The Machines That Make the Machines
The geopolitics here are obvious but worth stating. ASML depends on over 5,100 suppliers spanning multiple continents. Cymer, now an ASML subsidiary, builds the laser systems in San Diego. Zeiss manufactures the mirrors in Germany. The EUV LLC consortium, formed in the late 1990s with backing from Intel and the U.S. Department of Energy, funded much of the early research. This is why U.S. export controls apply to ASML's machines despite the company being Dutch.
China has no access to EUV equipment. Reuters reported in December 2025 that a prototype EUV system was secretly completed in Shenzhen, expected to produce working chips between 2028 and 2030. Whether this changes the strategic picture remains unclear. ASML's lead is measured in decades of accumulated engineering, not just patent filings.
Future Generations
ASML has already announced plans for Hyper-NA EUV, with a numerical aperture of 0.75 or higher, targeting sub-1nm nodes sometime after 2028. Each generation demands new masks, new resist chemistries, new metrology tools. The AI supercycle is driving unprecedented demand for the most advanced chips, and ASML's order backlog now exceeds $46 billion.
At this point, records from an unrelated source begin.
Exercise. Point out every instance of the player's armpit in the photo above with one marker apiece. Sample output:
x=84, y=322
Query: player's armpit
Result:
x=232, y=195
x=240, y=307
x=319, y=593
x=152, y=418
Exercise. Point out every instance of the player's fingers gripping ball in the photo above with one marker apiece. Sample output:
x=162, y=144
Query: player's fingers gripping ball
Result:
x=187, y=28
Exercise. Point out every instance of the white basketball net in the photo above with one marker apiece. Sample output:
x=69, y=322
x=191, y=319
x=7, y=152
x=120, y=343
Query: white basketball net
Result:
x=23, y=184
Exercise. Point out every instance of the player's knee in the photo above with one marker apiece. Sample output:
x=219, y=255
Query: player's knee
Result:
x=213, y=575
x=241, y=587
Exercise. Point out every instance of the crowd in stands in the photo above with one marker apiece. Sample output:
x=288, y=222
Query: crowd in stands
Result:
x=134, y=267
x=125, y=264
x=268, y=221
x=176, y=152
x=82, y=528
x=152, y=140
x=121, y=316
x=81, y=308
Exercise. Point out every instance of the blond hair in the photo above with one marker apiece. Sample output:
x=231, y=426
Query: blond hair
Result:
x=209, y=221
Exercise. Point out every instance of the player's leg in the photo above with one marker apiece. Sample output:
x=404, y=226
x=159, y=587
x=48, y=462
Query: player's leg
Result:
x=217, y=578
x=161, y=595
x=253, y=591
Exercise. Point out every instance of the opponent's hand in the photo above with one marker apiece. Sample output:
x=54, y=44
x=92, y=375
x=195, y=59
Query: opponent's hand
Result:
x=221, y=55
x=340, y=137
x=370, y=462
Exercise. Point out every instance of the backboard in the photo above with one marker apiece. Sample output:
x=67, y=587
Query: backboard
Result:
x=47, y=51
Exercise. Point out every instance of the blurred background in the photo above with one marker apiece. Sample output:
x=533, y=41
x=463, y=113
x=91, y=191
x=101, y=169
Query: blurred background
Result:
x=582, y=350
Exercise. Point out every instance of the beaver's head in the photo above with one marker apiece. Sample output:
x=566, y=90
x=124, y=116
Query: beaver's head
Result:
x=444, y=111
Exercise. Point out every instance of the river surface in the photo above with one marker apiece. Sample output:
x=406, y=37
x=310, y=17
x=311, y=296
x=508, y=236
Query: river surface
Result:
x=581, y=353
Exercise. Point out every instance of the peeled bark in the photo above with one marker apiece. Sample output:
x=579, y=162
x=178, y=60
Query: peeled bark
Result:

The cost curve is concerning. High-NA machines consume several megawatts of power each, requiring dedicated utility substations. The extreme capital requirements mean only a handful of companies can afford to operate at the leading edge. This concentrates advanced chip production in ways that have implications for national security, industrial policy, and the long-term structure of the computing industry.
For now, every advanced AI model, every smartphone processor, every data center GPU exists because of light projected through masks onto silicon. The wavelength keeps shrinking. The machines keep getting more expensive. And one company in the Netherlands keeps building them.